China’s foreign-exchange reserves hit $4 trillion in the second quarter of 2014, according to Chinese government officials. That’s so massive it exceeds the next six biggest national reserves combined; so huge that it equals nearly half of China’s GDP.
It certainly sounds impressive. But China’s foreign currency reserves are not just money lying around to be used for anything. Understanding what they can and can’t be used for highlights the fact that they’re not the bulwark of Chinese financial stability that many assume.
What China can do with $4 trillion
“Reserves are less powerful than maybe people think they are because they’re really only good for one or two things,” says Andrew Polk, an economist at the research group The Conference Board.

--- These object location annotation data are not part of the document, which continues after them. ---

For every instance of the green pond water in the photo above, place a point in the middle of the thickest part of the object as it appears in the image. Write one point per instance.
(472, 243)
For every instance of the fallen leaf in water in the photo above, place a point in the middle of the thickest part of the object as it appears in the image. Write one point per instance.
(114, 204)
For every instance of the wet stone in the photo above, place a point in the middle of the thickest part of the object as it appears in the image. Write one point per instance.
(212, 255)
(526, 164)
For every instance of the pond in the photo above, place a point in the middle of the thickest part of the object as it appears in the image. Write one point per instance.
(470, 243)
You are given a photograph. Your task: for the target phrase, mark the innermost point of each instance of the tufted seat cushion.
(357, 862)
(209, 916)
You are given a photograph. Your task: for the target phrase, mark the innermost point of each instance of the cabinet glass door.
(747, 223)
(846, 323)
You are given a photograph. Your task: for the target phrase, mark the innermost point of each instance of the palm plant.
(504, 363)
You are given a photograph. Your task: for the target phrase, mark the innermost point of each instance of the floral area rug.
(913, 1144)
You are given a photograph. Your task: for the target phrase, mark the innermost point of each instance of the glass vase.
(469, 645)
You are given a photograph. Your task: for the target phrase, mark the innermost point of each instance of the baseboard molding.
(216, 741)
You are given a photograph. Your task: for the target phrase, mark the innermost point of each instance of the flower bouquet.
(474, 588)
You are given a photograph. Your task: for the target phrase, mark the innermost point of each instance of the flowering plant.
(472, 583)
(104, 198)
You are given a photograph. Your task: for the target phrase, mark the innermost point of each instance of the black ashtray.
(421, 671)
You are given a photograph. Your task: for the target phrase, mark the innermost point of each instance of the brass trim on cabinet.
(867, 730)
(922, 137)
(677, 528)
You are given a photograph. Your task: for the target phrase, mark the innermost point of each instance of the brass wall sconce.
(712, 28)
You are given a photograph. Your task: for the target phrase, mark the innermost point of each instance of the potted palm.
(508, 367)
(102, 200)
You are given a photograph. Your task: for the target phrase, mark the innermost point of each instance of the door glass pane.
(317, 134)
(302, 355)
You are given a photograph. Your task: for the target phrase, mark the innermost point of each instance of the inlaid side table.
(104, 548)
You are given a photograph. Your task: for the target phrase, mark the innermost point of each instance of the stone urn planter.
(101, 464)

Here are some of the things they can be used for:
- Currency “defense”: A currency’s value falls when people sell it for other currencies—a.k.a “capital outflow.” A weaker currency can be good in that it makes exports more competitive. But it also diminishes people’s confidence in the country’s economy and can leave companies with foreign-currency debt owing a lot more than they planned (more on China’s external debt here). A country can prevent that weakening by buying its own currency—keeping its value stable—and using some of its foreign reserves to pay for it. In other words, whenever China wants to prevent the yuan from shedding value against the dollar, it can swap some of its foreign-exchange reserves for yuan, increasing the domestic currency’s value.
- Cheap borrowing: Dangerous things can happen when people suspect a country can’t afford to pay its foreign debts, both sovereign and commercial. As we mentioned above, a sharp drop in the value of the yuan would make it hard for Chinese companies to pay foreign debts—and that suspicion alone will drive up borrowing costs. China’s enormous reserves means most people assume both that the yuan won’t drop in value, and that the government guarantees the obligations of state-affiliated companies. And that means the government and many Chinese companies can borrow cheaply.
The big danger those dollars can’t forestall
Many assume that foreign currency reserves can be used to bail out banks in the event of a financial crisis. This isn’t a totally daffy conclusion to draw; between 2003 and 2005, China injected some $60 billion of its reserves into debt-swamped Chinese banks via some fancy accounting.
But it wouldn’t be so easy this time, as Capital Economics, a research firm, flags in a recent note. Here’s what those foreign currency reserves can’t do:
- Reserves aren’t a pool of rainy-day money. As we’ve explained before, in order to buy the dollars that come into China, the People’s Bank of China has to print money. When you print a lot of money and then hand it over to banks bringing you the dollars they bought from exporters, you cause inflation, which can collapse an economy. So in order to purchase those dollars, the PBoC “sterilizes” them, buying the dollars not with hot-off-the-press yuan, but with central bank bills—agreements that the PBoC will pay the bank whatever the equivalent amount in yuan is. If the PBoC up and decides to use its dollars to pay for banking bailouts, it still’s on the hook to pay those bank bill obligations. That wouldn’t mean the PBoC would immediately go bankrupt. But it would mean that the Chinese government would ultimately have to find a way to pay for those debts.
- Recapitalizing banks with dollars means having to buy those dollars twice. Handing Chinese banks a bunch of dollars is what Capital Economics calls a “stopgap measure rather than a final solution” since at some point commercial banks would need to swap these dollars for yuan. Since the yuan’s not freely traded, the PBoC is the only potential buyer—which means it will have to buy those dollars with newly printed central bank bills all over again. Adding this to the fact that the yuan’s steady strengthening against the dollar has forced the PBoC to take losses on its foreign-exchange reserves already, eventually the PBoC’s debt obligations will exceed its reserves.
- The alternative is causing massive deflation. The PBoC could in theory raise yuan to recapitalize banks by selling its dollars for yuan first. But by draining yuan from circulation, that would suck up the liquidity that’s currently keeping the financial system’s engines running. Even though demanding yuan should in theory cause inflation, the sudden vanishing of yuan would be heavily deflationary.
- And $4 trillion simply might not be enough cash. Officially, Chinese commercial banks’ bad loans make up only 1% of total outstanding loans. That sounds very comforting, but it’s also risibly wrong. Chinese banks are notorious for rolling over loans and undercounting bad debt. Even if the PBoC could use dollars to recapitalize its banks, at 18% of China’s total outstanding debt, they very likely wouldn’t be enough.
If banks start needing bailouts, there’s nothing saying that the PBoC absolutely cannot use its foreign exchange reserves to give them new money. Through more deft accounting, it certainly can gradually reshuffle money around. And it can do so in ways that don’t even look like a typical banking bailout.
However, that would ultimately mean shifting corporate debt onto the Chinese government’s already expanding balance sheet. And as Japan’s eerily similar debt surge a couple of decades ago showed, no amount of foreign reserves can help once a government starts drowning itself in debt.